Em sua edição nº 40 (fevereiro de 1976) a revista Pop trazia uma matéria com Jorge Mautner. Artista inquieto e multifacetado, Mautner é um misto de filósofo, escritor e músico, e desenvolveu ao longo dos anos um trabalho diferenciado e um tanto não compreendido, mas angariou um público próprio e interessado em seu trabalho e sua filosofia. Nos anos 70 realizou um trabalho muito próximo ao rock, e por isso constantemente era citado em revistas do gênero, como a Pop. Na época da matéria, Mautner estava envolvido com a gravação de seu terceiro disco, Mil e Uma Noites de Bagdá. Segue abaixo a matéria:
"Até prova em contrário, Mautner joga no time dos malditos, artistas de reconhecido talento que, por várias razões, não fazem sucesso de público. Desafiado, ele começa a gravar um LP 'para tocar no rádio' e para esgotar nas lojas. As músicas já foram escolhidas, bem como o título do disco: 'Mil e Uma Noites de Bagdá'. A cabeça de Mautner gira como se fosse um caleidoscópio. Como se tivesse mil e uma facetas, seu universo tenta refletir tudo no mesmo tempo. Compositor, escritor, violinista, cineasta e cantor, ele sempre evitou se definir. Prefere permanecer como promessa, posição que não o compromete com qualquer futuro.
'Minha carreira é isto: dois LPs que não deram, em nada, e o sucesso de Maracatu Atômico, gravado pelo Gil. De qualquer maneira, a porta está aberta e não vou deixar cair a peteca. Estou tranquilo: ano passado, fiz um show bem recebido pela crítica e pelo público. Consegui formar uma mini-banda, com o Cantuária (ex-Terço) na bateria, Arnaldo no baixo, Jacobina na guitarra. Com eles gravo agora meu terceiro LP, que vai mostrar as mil-e-uma facetas que compõem o meu universo.

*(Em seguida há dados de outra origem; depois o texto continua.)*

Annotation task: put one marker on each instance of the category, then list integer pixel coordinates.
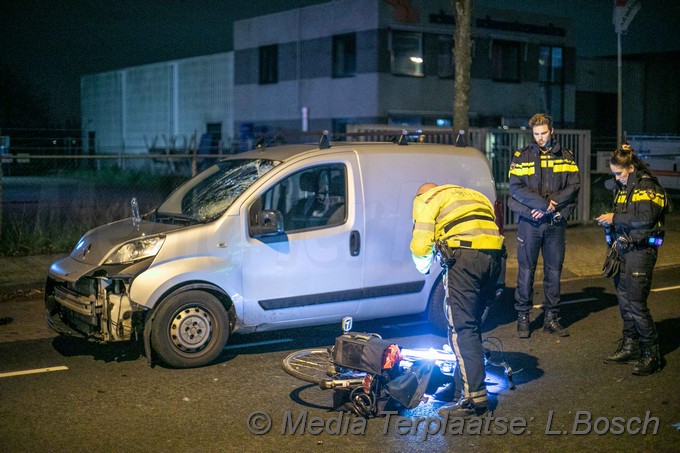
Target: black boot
(627, 352)
(650, 361)
(552, 326)
(523, 329)
(464, 408)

Estou na estrada há muito tempo. Conscientemente, faço da minha vida, do meu trabalho e da minha música, um jogo - para muitos perigoso - que me entusiasma e me estimula a cada minuto. Sou cigano, fada, o cocheiro trágico dos filmes de terror, rindo dos que acham o mundo um vale de lágrimas. Que me interessa uma definição, se pra mim o futuro já era? Eu sou promessa de escritor, compositor, cineasta, cantor, mas o que ninguém sacou é que esta é uma posição consciente, e não um sinal de mediocridade, Ser promessa é renascer a cada segundo. Vejo as coisas como um caleidoscópio: basta um leve toque, e tudo se altera. E são tantas e tão lindas as facetas, que fico inteiramente fascinado. Prefiro morrer na estrada, a ser enquadrado num estilo, num rótulo qualquer.
Sabe, eu adoraria pegar meu violino e sair tocando, até chegar às estrelas. E que os ratos me seguissem, bailando, guinchando, num incrível concerto cósmico. Que me interessa o pregão da bolsa de valores, se há pássaros cantando, dentro de mim?